# Dataloading guide

This section is intended to provide a brief introduction to the dataloading module and its main functionalities.

In short, all functions and custom classes are designed to help you create an efficient Pytorch Dataloader to use during training. The main objective is to avoid loading the entire dataset all at once, but store only . A typical pipeline is based on the following steps:


1) Define the **partition specs**, i.e. the EEGs' sampling rate, the window length and the overlap between consecutive windows.
2) Call the **GetEEGPartitionNumber** function to extract the dataset length, i.e. the sum of all the partitions which can be extracted from each EEG with the defined partition specs.
3) Call the **GetEEGSplitTable** or the **GetEEGSplitTableKfold** to split the data in train, validation and test set.
4) Pass the results of the previous points to the custom Pytorch Dataset **EEGDataset**
5) Optional: create a custom Pytorch Sampler **EEGSampler**
6) Create a **Pytorch Dataloader** with the custom Dataset (and Sampler)

First, let's import the dataloading module

In [1]:
import os
import random
import pickle
import sys
sys.path.append('/'.join(os.getcwd().split('/')[:-1]))
from selfeeg import dataloading as dl

import numpy as np
import torch
from torch.utils.data import DataLoader
# set seeds for reproducibility
seed = 12
torch.manual_seed( seed )
np.random.seed( seed )
random.seed( seed )

To provide a simple and excecutable tutorial, we will create a fake collection of EEG datasets (already aligned) which we will save in a folder "Simulated EEG".
Just to be clear, we will generate randn arrays of random length and save them. This is just to avoid downloading large datasets.

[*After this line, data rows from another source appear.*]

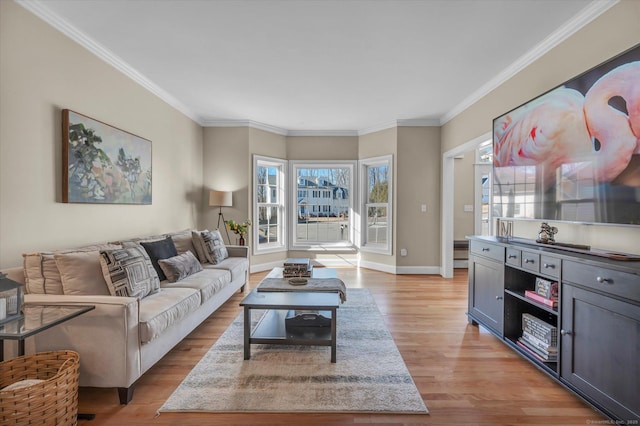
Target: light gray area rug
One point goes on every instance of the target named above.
(369, 375)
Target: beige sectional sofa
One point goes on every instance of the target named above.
(124, 336)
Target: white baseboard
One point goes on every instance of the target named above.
(353, 262)
(461, 263)
(419, 270)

To keep the size of the folder low, each file will be:
1) a 2 Channel EEG
2) random length between 1024 and 4096 samples
3) Stored with name "A_B_C_D.mat", with A = dataset ID , B = subject ID, C = session ID, D = trial ID. This will be useful for the split part 

In [2]:
# create a folder if that not exists
if not(os.path.isdir('Simulated_EEG')):
    os.mkdir('Simulated_EEG')

N=1000
for i in range(N):
    x = np.random.randn(2,np.random.randint(1024,4097))
    y = np.random.randint(1,5)
    sample = {'data': x, 'label': y}
    A, B, C = (int(i//200)+1), (int( (i - 200*int(i//200)))//5+1), (i%5+1)
    file_name = 'Simulated_EEG/' + str(A) + '_' + str(B) + '_' + str(C) + '_1.pickle'
    with open(file_name, 'wb') as f:
        pickle.dump(sample, f)

Now we have a folder with simulated 1000 EEGs coming from:
1) 5 datasets (ID from 1 to 5);
2) 40 subjects per dataset (ID from 1 to 40)
3) 5 session per subject (ID from 1 to 5)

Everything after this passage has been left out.